Wherein what deserves to be mentioned is: with the information data of pretreated original audio; Skew (offset+seekWindowLength-overlapLength)=offset+1852-256=offset+1596; Copy intermediate treatment buffer memory (MidBuffer) to; Copy length is the 2*overlapLength=512 byte, uses in order to handle next time.

If output data is not enough, raw data skew (seekWindowLength-overlapLength) * 2=1596*2=3192 byte jumps to step 2 and continues to carry out;

inputBuffer+＝1596；

Explain: inputBuffer is a short type pointer, so only need add 1596,3192 bytes have just squinted forward.

What be worth explanation is: the present invention shortens the place of time, is to seek the way of best lap position at every turn, by carrying out seekLength operation, carries out the correlation contrast, obtains best correlation; Change the relevant position table of searching appointment into, the line correlation value of going forward side by side contrast obtains best correlation; Reduce and carry out number of times, with slight reduction tonequality, the time is handled in the searching optimum position of shortening greatly; Realization takies under the situation of the less resource of system, and normal speed change is play.
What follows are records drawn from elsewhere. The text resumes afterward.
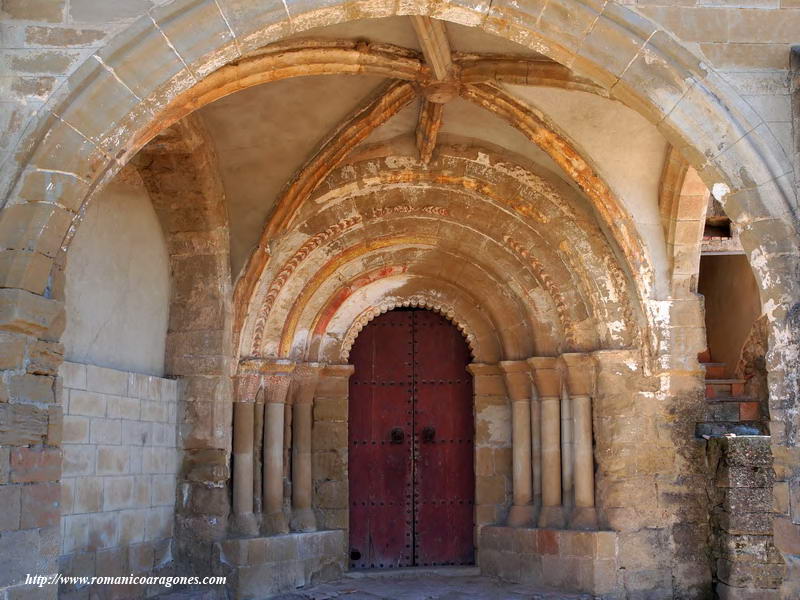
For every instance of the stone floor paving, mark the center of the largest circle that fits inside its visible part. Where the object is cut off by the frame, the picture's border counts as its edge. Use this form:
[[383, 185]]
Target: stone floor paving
[[410, 585]]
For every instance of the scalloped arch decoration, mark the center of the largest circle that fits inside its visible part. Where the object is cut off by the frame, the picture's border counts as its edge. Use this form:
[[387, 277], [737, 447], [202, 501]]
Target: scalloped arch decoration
[[416, 301]]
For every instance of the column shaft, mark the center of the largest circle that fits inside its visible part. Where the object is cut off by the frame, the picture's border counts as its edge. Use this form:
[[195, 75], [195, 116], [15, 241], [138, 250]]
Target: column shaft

The above is merely preferred embodiment of the present invention, and all equalizations of doing according to claim of the present invention change and modify, and all should belong to covering scope of the present invention.

Claims

1. a method that realizes speed-variable audio is characterized in that: comprise the steps:

2. a kind of method that realizes speed-variable audio according to claim 1 is characterized in that: seek best lap position in the said step 30 and further comprise the steps:

TempOffset＝CorrelateOffset+*pscan++；

Data behind the skew TempOffset that 321, will obtain are handled with reference to the data cached correlation that carries out with said intermediate treatment, obtain a correlation correlateValue;

322, whether judge correlation correlateValue greater than best correlation BestCorrelate, said best correlation BestCorrelate is a variable, and the initialization assignment is 0; Be, then the BestCorrelate assignment is current correlation correlateValue, and with current TempOffset, and assignment is given optimized migration position BestOffset, otherwise the traversal of proceeding the deviation post search list is returned execution in step 320;

323, if deviation post search list traversal finishes, with obtaining final optimized migration position BestOffset.

3. a kind of method that realizes speed-variable audio according to claim 2 is characterized in that: said step 40 is carried out overlapping processing and is further comprised following operation:

43, the voice data after the stack in the step 41 and the voice data of second portion data length are carried out overlap-add procedure.